GOP Supported Parts Of Obama's Jobs Bill

Parts Of Obama's 2011 Jobs Bill The GOP Supported

WASHINGTON -- In blocking the American Jobs Act, Congressional Republicans are voting against positions that broad swaths of the party have supported in the past. It's a flip-flop that President Obama is working hard to highlight on his campaign swing through the battleground states of Virginia and North Carolina.

The White House built the jobs bill with pieces of legislation that had been previously supported by leading Republicans so that they could hammer them with those past votes and statements, making the case that the GOP's opposition to jobs legislation is rooted in pure politics.

That indictment was made most directly by Rep. Debbie Wasserman Schultz (D-Fla.), head of the Democratic National Committee, on Sunday when she accused Republicans of stalling jobs legislation so that they can capitalize on economic misery at the polls.

"They're the ones that have just been crossing their arms and hoping for failure.

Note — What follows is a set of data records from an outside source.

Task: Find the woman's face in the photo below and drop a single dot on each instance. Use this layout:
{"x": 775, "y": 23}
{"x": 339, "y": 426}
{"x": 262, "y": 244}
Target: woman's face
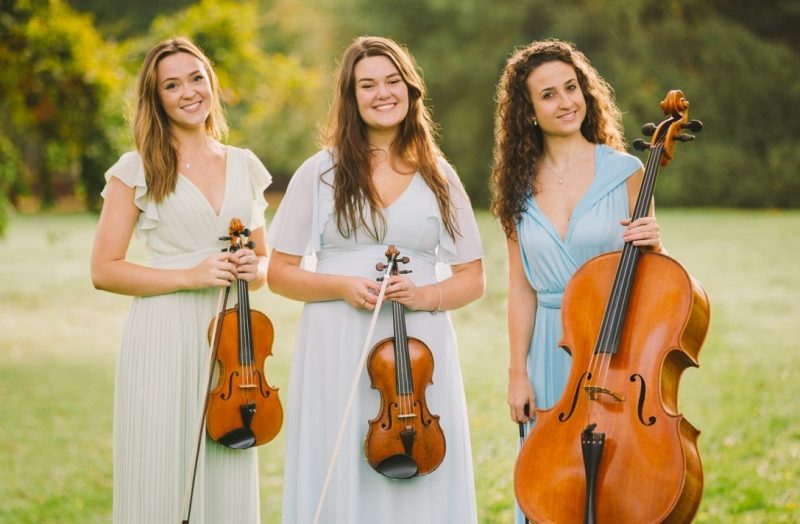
{"x": 184, "y": 90}
{"x": 381, "y": 94}
{"x": 558, "y": 102}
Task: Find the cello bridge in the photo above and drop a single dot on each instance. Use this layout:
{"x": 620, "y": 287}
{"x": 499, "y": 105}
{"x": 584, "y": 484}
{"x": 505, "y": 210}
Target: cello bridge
{"x": 595, "y": 392}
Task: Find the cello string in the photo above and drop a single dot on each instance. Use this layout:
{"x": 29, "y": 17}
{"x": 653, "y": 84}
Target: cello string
{"x": 613, "y": 320}
{"x": 348, "y": 407}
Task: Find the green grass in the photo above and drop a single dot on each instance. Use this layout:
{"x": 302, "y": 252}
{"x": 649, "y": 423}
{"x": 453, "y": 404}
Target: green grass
{"x": 58, "y": 340}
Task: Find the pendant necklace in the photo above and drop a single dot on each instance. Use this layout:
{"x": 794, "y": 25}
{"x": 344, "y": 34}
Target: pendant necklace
{"x": 558, "y": 174}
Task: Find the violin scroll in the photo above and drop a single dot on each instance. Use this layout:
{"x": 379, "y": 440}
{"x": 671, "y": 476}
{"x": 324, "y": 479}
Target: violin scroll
{"x": 672, "y": 129}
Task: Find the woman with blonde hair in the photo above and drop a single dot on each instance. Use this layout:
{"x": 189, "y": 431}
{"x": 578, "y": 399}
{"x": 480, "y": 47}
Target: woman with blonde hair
{"x": 564, "y": 190}
{"x": 178, "y": 191}
{"x": 380, "y": 180}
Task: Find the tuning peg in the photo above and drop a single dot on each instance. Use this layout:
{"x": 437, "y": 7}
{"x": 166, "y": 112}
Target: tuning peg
{"x": 648, "y": 129}
{"x": 695, "y": 126}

I mean ... it's so irresponsible for them to allow the economy to just remain stagnant, you know, so that they can get a political victory in the election next year," she said.

The jobs bill was beaten back in the Senate last week, with 51 Democrats voting to end a GOP filibuster, nine short of the 60 votes needed. The Republican Party was united in opposition.

Democrats have vowed to continue bringing the jobs bill to the floor, with Obama mocking the GOP on the campaign trail Monday.

"Maybe they just couldn't understand the whole thing all at once," he said, offering to break it into digestible "bite-sized pieces."